Bulk shutdown after start - Hardware change

CitizenKanedk

New Member
Aug 15, 2024
6
0
1
Been running Proxmox without a hitch for ½ year, changed the mobo , psu and cpu. after changing the adapter name everything seems to run smoothe until I start a VM. after about 30 secs. Proxmox iniates a bulk shutdown and powers off. Some1 knows what this is about?

cheers guys!
 
This time I turned of my USB keyboard and received this.
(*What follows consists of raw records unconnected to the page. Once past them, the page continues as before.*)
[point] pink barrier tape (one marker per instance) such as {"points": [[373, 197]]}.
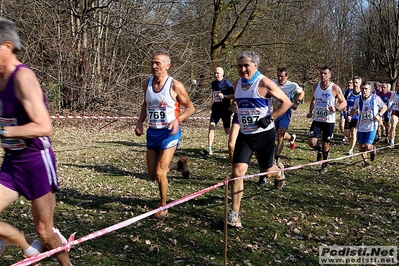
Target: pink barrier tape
{"points": [[110, 117], [124, 117], [72, 242]]}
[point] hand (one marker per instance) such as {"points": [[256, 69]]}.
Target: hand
{"points": [[264, 122], [332, 108], [174, 126]]}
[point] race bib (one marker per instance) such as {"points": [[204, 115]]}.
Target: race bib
{"points": [[157, 117]]}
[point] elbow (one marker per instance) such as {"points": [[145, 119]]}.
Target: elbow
{"points": [[47, 131]]}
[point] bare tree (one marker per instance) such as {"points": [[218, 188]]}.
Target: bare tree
{"points": [[380, 33]]}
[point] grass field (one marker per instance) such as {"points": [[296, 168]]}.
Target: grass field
{"points": [[102, 172]]}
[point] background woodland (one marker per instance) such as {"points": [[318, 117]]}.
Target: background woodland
{"points": [[92, 55]]}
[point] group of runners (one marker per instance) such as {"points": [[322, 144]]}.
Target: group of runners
{"points": [[262, 113]]}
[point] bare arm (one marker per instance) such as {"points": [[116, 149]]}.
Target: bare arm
{"points": [[340, 99], [312, 102], [182, 96], [30, 93], [143, 114], [268, 88]]}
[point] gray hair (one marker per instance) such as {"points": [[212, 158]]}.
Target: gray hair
{"points": [[251, 55], [9, 32]]}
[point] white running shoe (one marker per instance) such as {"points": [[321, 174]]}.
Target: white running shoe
{"points": [[233, 219]]}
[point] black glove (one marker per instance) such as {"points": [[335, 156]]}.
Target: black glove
{"points": [[265, 121]]}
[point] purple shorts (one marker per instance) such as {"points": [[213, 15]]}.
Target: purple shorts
{"points": [[32, 174]]}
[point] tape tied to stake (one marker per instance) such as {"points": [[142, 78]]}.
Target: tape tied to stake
{"points": [[72, 242]]}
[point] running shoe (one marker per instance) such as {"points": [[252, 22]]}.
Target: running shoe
{"points": [[38, 246], [262, 181], [292, 142], [323, 168], [183, 167], [3, 247], [233, 219], [279, 181], [372, 154], [365, 164], [319, 156]]}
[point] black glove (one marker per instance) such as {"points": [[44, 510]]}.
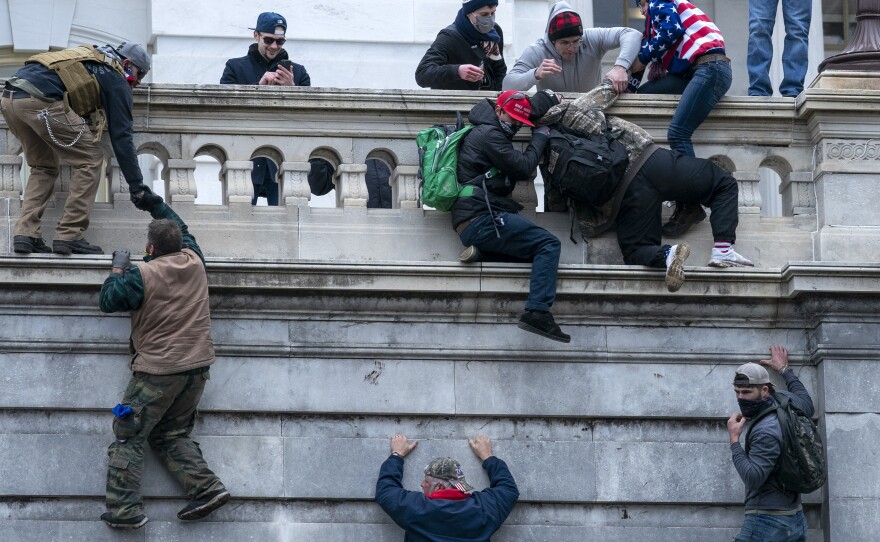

Aug 15 21:37:53 Server systemd-logind[717]: Power key pressed short.
Aug 15 21:37:53 Server systemd-logind[717]: Powering off...
Aug 15 21:37:53 Server systemd-logind[717]: System is powering down.
Aug 15 21:37:53 Server systemd[1]: 100.scope: Deactivated successfully.
Aug 15 21:37:53 Server systemd[1]: Stopped 100.scope.
Aug 15 21:37:53 Server systemd[1]: 100.scope: Consumed 1min 19.201s CPU time.
Aug 15 21:37:53 Server systemd[1]: Stopping session-1.scope - Session 1 of User root...
Aug 15 21:37:53 Server systemd[1]: Removed slice qemu.slice - Slice /qemu.
Aug 15 21:37:53 Server systemd[1]: qemu.slice: Consumed 1min 19.202s CPU time.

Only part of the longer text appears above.